Single by Taste

from the album On the Boards
- B-side: "Morning Sun"
- Released: 1970
- Recorded: 1968
- Genre: Rock
- Length: 2:48
- Label: Polydor
- Songwriter(s): Rory Gallagher
- Producer(s): Tony Colton

= What's Going On (Taste song) =

1970 rock song

"What's Going On" is a 1970 song by the blues rock band Taste written by Rory Gallagher and produced by Tony Colton. The song was a major hit for Taste.

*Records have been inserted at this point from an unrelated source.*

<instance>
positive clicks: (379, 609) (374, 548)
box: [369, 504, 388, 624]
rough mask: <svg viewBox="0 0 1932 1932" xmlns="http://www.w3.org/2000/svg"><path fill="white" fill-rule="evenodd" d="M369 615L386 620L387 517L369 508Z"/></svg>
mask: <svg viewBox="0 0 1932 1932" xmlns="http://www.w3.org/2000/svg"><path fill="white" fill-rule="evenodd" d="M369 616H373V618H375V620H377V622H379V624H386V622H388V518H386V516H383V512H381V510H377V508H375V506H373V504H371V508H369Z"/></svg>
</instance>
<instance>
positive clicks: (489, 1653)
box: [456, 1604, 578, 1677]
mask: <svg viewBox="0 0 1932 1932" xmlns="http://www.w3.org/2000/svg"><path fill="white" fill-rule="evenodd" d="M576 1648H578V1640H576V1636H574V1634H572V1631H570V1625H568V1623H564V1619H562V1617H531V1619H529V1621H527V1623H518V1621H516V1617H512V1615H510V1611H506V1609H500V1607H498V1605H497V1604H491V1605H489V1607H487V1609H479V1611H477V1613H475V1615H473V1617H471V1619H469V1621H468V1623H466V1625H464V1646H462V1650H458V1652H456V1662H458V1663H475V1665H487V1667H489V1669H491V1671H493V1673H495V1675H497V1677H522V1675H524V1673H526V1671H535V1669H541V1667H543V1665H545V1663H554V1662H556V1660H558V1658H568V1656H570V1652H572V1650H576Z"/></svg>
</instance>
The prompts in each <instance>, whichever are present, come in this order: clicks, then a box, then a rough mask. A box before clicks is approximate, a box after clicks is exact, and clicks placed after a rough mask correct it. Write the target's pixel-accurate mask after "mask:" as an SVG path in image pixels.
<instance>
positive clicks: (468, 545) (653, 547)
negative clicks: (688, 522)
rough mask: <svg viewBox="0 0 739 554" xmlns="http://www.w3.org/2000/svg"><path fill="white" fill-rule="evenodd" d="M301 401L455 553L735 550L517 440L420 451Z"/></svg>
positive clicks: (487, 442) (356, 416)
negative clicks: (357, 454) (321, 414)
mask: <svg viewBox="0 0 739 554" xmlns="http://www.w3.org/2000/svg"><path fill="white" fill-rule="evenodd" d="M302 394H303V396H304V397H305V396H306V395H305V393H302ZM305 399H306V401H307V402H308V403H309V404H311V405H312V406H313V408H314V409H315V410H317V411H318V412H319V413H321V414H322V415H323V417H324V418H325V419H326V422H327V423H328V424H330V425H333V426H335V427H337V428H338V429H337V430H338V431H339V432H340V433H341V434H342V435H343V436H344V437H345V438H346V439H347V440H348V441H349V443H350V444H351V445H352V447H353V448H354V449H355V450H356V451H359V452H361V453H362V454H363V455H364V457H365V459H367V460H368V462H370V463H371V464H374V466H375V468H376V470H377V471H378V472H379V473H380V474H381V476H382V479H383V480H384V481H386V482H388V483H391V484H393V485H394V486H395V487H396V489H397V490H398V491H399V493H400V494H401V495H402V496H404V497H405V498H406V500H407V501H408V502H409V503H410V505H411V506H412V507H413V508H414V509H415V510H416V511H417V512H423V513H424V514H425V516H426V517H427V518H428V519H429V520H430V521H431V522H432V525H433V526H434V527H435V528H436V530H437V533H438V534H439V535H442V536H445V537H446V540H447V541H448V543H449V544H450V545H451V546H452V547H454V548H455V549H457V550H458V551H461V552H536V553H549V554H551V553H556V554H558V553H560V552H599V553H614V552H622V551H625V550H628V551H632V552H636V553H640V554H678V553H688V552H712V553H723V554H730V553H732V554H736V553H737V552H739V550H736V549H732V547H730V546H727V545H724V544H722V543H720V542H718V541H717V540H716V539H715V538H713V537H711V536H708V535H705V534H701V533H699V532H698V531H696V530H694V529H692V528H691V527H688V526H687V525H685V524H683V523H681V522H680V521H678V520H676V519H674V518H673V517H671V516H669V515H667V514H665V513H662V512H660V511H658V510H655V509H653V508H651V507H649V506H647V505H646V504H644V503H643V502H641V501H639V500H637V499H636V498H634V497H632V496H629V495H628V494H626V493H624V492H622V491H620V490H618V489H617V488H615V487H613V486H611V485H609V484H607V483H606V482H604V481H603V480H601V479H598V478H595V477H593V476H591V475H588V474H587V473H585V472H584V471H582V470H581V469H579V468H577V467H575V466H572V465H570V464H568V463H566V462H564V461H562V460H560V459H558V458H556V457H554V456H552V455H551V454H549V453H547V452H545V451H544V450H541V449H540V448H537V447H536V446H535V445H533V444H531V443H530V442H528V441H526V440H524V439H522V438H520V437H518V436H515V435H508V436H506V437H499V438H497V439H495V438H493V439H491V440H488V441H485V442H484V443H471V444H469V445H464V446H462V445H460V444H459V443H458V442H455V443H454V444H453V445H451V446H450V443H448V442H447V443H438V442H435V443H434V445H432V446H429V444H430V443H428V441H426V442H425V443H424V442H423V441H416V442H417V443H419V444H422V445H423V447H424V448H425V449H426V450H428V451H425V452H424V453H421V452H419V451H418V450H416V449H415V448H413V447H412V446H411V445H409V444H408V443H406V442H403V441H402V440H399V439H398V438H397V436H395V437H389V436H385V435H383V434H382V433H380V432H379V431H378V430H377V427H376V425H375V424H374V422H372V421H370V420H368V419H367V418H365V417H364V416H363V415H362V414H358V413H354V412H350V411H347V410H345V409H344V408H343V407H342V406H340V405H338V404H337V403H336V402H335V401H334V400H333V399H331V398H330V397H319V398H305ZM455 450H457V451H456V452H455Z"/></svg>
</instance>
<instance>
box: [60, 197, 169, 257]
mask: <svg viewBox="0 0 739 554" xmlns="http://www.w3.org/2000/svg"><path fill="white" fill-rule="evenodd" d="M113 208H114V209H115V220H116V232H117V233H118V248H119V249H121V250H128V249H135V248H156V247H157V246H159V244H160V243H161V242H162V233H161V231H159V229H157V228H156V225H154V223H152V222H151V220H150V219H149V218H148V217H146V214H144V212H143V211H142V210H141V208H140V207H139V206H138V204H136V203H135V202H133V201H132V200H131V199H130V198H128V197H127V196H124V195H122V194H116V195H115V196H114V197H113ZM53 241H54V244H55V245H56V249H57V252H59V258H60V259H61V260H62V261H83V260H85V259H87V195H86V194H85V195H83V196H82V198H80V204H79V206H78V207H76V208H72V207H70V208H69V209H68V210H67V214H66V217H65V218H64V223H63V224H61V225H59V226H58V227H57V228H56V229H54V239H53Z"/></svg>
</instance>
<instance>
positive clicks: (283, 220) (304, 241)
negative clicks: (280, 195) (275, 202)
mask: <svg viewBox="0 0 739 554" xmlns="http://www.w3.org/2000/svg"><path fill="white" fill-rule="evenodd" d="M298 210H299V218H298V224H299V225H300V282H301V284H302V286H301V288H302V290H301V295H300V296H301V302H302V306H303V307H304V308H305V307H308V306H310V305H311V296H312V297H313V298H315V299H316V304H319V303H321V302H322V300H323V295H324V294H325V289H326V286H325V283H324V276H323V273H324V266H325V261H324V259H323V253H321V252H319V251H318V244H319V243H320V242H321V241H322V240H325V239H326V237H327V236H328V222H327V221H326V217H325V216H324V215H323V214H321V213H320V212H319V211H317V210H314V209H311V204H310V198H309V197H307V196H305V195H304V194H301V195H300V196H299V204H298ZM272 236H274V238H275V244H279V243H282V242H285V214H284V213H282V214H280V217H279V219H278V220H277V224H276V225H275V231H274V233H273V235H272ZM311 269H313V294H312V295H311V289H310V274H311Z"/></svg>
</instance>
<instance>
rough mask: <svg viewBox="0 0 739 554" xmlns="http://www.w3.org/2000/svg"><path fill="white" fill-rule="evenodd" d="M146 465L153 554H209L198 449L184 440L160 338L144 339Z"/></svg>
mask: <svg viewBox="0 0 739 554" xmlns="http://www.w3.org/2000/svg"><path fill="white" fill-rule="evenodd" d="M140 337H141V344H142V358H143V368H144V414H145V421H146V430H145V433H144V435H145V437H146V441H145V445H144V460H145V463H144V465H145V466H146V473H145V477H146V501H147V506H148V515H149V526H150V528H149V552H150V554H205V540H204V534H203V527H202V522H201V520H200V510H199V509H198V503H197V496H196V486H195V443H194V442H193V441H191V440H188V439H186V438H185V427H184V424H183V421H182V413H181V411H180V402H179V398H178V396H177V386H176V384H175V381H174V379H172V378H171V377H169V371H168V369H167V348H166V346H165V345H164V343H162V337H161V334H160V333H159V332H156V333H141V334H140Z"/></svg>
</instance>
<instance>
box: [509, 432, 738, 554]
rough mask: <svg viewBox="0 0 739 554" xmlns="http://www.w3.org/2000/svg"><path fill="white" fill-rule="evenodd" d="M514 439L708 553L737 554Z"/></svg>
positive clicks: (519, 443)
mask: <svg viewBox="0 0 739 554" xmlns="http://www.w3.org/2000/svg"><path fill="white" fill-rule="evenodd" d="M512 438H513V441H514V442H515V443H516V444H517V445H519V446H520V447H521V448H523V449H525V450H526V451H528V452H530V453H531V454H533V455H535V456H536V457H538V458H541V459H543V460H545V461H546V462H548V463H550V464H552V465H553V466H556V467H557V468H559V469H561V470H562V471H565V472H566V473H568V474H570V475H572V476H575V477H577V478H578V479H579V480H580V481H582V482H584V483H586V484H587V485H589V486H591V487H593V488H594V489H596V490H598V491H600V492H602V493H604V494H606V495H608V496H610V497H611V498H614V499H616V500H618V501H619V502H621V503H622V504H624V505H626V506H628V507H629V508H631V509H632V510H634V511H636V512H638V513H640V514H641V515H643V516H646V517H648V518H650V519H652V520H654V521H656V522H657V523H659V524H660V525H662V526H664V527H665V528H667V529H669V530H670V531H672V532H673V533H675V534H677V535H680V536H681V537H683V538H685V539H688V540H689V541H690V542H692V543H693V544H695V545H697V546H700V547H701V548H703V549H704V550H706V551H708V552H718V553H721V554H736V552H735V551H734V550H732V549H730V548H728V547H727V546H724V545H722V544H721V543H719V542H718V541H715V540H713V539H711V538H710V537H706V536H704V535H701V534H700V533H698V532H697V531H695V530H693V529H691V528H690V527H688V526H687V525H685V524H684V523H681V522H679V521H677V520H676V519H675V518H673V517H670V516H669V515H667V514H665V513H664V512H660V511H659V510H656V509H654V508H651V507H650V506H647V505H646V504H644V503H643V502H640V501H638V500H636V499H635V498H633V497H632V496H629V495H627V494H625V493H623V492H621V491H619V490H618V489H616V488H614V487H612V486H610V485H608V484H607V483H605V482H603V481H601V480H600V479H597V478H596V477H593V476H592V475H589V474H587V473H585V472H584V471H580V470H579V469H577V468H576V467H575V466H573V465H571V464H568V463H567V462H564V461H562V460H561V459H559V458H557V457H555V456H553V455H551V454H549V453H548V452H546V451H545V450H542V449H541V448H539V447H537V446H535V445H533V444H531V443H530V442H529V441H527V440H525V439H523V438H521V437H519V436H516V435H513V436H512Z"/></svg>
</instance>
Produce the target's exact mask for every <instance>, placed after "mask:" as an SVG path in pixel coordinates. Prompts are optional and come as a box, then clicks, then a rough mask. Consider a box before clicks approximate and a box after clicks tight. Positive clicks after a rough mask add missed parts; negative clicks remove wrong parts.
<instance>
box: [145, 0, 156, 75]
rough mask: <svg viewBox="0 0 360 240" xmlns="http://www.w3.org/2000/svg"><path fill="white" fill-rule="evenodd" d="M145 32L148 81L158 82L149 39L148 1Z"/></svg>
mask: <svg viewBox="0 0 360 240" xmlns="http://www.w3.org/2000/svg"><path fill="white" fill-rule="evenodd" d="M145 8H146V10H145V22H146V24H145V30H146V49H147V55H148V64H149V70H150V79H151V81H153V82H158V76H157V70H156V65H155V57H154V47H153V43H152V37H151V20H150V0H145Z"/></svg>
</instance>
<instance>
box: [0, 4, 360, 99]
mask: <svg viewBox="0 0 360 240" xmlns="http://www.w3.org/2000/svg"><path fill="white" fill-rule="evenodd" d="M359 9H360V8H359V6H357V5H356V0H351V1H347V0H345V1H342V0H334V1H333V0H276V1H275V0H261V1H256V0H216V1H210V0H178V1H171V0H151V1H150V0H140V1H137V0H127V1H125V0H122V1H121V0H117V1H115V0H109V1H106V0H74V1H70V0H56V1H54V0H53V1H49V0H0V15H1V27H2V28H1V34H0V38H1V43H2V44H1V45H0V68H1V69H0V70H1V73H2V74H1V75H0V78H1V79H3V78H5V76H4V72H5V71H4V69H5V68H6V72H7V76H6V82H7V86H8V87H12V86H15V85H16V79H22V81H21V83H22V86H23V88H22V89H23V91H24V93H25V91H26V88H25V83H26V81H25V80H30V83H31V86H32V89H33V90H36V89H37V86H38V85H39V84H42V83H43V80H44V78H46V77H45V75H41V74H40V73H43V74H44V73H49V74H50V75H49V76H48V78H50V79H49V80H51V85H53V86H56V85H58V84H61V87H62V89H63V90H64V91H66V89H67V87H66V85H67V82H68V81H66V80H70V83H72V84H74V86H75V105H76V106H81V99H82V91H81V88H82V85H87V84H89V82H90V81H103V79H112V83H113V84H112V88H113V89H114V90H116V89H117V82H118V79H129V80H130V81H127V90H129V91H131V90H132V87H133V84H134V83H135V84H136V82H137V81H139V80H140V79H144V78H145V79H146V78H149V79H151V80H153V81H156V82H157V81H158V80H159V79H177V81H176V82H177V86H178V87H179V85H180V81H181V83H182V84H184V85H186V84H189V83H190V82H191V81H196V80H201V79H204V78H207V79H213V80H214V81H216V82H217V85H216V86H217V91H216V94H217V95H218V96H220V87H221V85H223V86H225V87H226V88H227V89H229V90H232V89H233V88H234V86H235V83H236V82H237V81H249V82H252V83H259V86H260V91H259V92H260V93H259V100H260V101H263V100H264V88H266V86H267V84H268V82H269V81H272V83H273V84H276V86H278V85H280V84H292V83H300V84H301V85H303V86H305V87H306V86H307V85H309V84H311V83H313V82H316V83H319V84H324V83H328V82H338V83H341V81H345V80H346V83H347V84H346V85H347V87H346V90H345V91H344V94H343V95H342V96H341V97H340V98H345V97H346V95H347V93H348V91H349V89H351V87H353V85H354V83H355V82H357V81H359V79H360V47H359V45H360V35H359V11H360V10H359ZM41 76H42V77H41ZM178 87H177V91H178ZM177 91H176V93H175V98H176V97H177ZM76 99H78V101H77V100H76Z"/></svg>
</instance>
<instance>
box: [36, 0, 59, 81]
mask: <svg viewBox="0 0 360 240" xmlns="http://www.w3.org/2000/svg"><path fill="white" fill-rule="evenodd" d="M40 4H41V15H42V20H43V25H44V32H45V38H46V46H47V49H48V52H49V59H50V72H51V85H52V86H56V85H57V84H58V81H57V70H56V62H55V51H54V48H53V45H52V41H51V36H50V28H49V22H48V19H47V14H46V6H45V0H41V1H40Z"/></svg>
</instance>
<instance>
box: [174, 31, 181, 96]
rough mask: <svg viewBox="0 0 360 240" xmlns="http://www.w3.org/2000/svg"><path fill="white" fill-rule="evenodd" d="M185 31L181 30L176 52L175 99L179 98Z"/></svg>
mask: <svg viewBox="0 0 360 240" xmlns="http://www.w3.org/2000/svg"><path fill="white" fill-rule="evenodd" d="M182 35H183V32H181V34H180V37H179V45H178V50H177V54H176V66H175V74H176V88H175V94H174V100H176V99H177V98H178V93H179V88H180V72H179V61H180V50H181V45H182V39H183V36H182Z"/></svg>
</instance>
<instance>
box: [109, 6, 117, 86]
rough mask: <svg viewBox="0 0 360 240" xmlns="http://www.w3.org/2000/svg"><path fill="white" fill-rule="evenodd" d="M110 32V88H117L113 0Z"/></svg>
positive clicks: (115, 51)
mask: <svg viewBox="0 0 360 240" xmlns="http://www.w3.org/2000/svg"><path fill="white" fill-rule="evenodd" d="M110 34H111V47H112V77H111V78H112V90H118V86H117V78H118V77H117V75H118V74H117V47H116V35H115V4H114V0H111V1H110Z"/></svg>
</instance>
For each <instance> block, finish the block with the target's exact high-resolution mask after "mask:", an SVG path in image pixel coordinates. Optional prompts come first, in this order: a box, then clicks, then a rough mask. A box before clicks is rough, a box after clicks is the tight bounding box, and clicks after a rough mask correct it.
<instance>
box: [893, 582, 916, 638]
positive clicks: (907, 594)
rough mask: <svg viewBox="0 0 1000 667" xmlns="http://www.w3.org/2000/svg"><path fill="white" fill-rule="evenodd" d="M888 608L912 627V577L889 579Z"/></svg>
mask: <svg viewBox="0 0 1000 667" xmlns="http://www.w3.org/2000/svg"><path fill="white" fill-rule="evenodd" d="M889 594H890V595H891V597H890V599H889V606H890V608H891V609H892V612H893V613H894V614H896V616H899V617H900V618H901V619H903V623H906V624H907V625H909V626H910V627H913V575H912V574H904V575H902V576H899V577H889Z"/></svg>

Taste's A-side, a driving rock song, and the B-side boogie "Morning Sun", were taken from 1968 sessions for Taste's second album On the Boards and released by Taste's manager and Polydor without Gallagher's knowledge; going straight to No.1 in Germany, where the previous single "Born On The Wrong Side Of Time" had already been a hit, before Gallagher knew anything about it. By the time Gallagher had complained to Polydor the single had also entered the UK Top 10 and was unstoppable. Gallagher, who wanted to build the trio's image around serious blues music, not rock, was not happy with the record company having the say on the choice of "commercial" singles, and the other two members of the trio, John Wilson and Charlie McCracken, sided with Gallagher. After this single Taste performed at the Isle of Wight Festival in August 1970, but Gallagher quit Polydor on the last day of the year and left Taste to work on solo projects.